Logical: nes-logical-operators/{include,src}/Operators/Windows/Aggregations/Meos/TemporalLengthAggregationLogicalFunction.{hpp,cpp}
mirroring TemporalSequenceAggregationLogicalFunctionV2 but with finalAggregateStampType = FLOAT64.
Registers as "TemporalLength" in the aggregation registry. Serializes through the existing
TemporalAggregationSerde wire shape with the type tag overridden.

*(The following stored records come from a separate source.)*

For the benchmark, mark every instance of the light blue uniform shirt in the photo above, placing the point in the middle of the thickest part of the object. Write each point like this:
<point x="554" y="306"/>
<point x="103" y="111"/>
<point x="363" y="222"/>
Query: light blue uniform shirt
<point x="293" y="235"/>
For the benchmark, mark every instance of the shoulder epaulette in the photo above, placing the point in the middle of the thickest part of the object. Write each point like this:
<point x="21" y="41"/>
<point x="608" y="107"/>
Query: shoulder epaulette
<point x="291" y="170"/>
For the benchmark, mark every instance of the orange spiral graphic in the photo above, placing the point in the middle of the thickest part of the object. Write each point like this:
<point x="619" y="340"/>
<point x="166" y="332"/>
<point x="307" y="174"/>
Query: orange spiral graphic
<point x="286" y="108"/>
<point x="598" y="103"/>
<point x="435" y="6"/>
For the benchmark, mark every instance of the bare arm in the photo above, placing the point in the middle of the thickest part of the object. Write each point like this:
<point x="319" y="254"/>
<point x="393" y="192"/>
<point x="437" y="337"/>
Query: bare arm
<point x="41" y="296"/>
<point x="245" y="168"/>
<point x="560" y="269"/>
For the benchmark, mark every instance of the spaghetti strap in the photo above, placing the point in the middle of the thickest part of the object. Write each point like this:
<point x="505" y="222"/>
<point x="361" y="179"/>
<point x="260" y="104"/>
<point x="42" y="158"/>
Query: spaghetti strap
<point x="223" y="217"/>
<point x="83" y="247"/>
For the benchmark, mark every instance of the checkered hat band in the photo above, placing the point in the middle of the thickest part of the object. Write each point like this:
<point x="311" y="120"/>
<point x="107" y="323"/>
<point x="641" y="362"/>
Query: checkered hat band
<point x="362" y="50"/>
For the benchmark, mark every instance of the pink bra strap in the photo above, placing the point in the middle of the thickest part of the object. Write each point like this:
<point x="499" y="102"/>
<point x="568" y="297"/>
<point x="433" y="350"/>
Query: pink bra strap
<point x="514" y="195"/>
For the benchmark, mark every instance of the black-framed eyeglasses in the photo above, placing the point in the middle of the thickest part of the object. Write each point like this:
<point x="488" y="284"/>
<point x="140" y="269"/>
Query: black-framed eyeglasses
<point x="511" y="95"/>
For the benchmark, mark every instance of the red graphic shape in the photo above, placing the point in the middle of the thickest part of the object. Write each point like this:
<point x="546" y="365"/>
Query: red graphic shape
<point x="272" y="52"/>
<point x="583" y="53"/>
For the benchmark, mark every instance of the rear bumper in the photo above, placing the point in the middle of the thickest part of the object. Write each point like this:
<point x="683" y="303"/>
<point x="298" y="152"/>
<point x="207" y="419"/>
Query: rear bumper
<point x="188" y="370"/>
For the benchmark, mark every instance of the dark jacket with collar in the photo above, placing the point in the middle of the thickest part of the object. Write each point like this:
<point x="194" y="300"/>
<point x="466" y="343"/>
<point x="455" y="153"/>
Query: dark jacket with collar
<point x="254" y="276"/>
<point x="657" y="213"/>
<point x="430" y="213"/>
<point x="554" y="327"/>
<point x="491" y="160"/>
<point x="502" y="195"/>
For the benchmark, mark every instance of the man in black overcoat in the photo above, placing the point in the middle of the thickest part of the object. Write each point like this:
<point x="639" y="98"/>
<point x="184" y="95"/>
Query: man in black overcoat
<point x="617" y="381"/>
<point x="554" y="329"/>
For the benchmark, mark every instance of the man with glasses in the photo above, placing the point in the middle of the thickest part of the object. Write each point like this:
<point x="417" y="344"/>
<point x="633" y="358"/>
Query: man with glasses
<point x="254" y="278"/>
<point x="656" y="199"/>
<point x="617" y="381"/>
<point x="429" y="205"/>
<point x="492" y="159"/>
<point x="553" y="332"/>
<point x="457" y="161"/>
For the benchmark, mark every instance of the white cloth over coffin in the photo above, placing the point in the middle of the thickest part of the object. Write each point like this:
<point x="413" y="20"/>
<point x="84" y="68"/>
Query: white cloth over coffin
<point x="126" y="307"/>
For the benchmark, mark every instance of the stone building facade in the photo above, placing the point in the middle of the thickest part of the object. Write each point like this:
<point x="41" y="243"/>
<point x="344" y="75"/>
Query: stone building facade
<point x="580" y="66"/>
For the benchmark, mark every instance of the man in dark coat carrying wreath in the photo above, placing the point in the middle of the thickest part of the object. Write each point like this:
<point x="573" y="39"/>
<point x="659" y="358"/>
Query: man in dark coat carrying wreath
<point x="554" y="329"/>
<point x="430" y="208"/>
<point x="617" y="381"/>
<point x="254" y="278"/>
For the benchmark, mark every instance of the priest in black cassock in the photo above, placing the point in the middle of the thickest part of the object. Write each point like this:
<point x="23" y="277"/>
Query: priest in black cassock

Physical: nes-physical-operators/{include,src}/Aggregation/Function/Meos/TemporalLengthAggregationPhysicalFunction.{hpp,cpp}
identical lift / combine / reset / cleanup to TemporalSequenceAggregationPhysicalFunction;
the lower() path builds the same MEOS instant-set trajectory string, parses it via
MEOSWrapper::parseTemporalPoint, and calls MEOS' tpoint_length(Temporal*) to return a single
FLOAT64 result.
Parser: nes-sql-parser/AntlrSQL.g4 adds the TEMPORAL_LENGTH lexer token and includes it in
functionName. AntlrSQLQueryPlanCreator.cpp adds the TEMPORAL_LENGTH dispatch in both the
case-label and string-name paths, parallel to TEMPORAL_SEQUENCE.
Lowering: nes-query-optimizer/src/RewriteRules/LowerToPhysical/LowerToPhysicalWindowedAggregation.cpp
adds the TEMPORAL_LENGTH special-case lowering, parallel to TEMPORAL_SEQUENCE, producing a
TemporalLengthAggregationPhysicalFunction with the same (lon, lat, timestamp) state schema.
YAMLs: Queries/berlinmod/q6_{continuous,windowed,snapshot}.yaml updated to call
TEMPORAL_LENGTH directly; the FLOAT64 output column replaces the VARSIZED trajectory output;
header comments updated to "FULL".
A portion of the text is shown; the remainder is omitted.